Ideally, a health care provider who is inclined to intervene as an out-of-hospital rescuer should have ready access to a barrier device such as a rescue mask. However, this is not always the case. Mouth-to-mouth rescue breaths have been the alternative, which many untrained rescuers are hesitant to perform, especially on an unknown victim. This is a decision that healthcare providers must make for themselves. Compression-only CPR has been accepted as appropriate for untrained lay rescuers. If extenuating circumstances prohibit a health care provider in the out-of-hospital setting from performing rescue breathing without a barrier device, it would be prudent to perform compression-only CPR until emergency management services (EMS) arrives.
The cycle of 30 chest compressions alternated with two rescue breaths is continued until an automated external defibrillator (AED) becomes available, or until additional help arrives.
By definition, infant CPR applies to patients whose age is less than one year. Child CPR applies to patients from one year of age through puberty. From puberty onward, adult CPR guidelines apply. The modifications for infant and child CPR are listed below. All other aspects of CPR follow the adult guidelines, including starting the process with the Compression first (CAB) sequence, and the rate of compressions being 100 to 120 per minute. The sternum should be depressed to a depth of approximately one-third of the anteroposterior diameter of the chest; this is about two inches in the child, and 1.5 inches in the infant.
Child CPR Modifications
Chest compressions on a child are performed by placing the heel of one or two hands (depending on the size of the child) over the lower half of the sternum. The chest is compressed to a depth of approximately two inches, at a rate of 100 to120 per minute. After 30 compressions, administer two sequential breaths and return to chest compressions. Continue the cycle of 30 compressions to two breaths until help arrives.
Chest compressions on an infant are performed by placing two fingers on the sternum just below the nipple line. The infant's chest is compressed to a depth of approximately 1.5 inches, at a rate of 100 to 120 per minute. After 30 compressions, administer two sequential breaths and return to chest compressions. Continue the cycle of 30 compressions to two breaths until help arrives.
In the hospital setting, ventilation is usually performed with a bag-valve-mask (BVM) device. Bag-valve-mask ventilation needs to be performed by a provider skilled in its use.
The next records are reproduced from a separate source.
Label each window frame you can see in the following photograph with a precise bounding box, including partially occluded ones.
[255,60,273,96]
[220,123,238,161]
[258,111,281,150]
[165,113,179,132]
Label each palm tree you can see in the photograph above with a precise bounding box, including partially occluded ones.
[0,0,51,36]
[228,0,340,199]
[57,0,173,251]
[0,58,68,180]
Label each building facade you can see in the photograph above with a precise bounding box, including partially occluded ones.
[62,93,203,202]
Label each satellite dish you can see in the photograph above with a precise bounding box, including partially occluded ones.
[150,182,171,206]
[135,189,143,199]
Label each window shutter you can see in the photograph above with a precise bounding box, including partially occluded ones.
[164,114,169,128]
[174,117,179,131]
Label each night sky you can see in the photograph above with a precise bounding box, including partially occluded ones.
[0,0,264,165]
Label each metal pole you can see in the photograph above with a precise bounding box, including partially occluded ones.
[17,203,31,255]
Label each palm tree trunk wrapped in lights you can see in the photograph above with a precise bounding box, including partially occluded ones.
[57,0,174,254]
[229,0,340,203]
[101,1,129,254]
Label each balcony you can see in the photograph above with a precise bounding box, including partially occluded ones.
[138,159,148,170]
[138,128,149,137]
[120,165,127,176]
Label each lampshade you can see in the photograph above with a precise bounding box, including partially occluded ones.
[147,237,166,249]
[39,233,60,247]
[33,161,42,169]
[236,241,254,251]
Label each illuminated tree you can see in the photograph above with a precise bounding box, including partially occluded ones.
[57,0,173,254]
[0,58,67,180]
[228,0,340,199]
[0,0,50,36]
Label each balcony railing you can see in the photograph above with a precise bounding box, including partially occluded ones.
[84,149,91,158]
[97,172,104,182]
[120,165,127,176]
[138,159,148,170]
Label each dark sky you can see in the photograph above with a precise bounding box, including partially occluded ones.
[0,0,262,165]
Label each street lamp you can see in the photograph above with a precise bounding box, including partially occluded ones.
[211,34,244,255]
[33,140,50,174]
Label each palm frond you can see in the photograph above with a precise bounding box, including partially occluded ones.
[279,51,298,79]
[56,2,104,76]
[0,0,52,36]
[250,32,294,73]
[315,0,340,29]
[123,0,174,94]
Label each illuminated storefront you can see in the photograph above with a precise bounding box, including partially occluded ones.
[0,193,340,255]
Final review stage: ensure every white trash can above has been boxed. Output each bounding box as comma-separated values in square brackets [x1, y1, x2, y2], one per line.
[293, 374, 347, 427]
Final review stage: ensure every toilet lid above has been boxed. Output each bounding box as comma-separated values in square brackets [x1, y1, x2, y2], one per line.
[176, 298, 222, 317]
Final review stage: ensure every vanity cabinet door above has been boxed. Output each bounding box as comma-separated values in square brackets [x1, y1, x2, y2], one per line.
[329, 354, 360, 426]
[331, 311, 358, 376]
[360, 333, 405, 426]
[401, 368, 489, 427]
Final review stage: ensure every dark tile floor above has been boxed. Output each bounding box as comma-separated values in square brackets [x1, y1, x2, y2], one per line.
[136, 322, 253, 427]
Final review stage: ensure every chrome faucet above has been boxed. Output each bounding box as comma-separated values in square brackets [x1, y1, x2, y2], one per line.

If the patient is not intubated, CPR is done by one provider performing chest compressions, while the second provider provides BVM ventilation. The ratio of compressions to ventilations changing to 15 compressions to two ventilations. Once a patient is intubated, it is no longer necessary to perform "cycles" of compressions and ventilation. Chest compression is performed continuously, while rescue breaths are given independently via the BVM at a rate of 10 per minute (one ventilation every six seconds). Unskilled operators frequently tend to provide BVM at a higher frequency than this.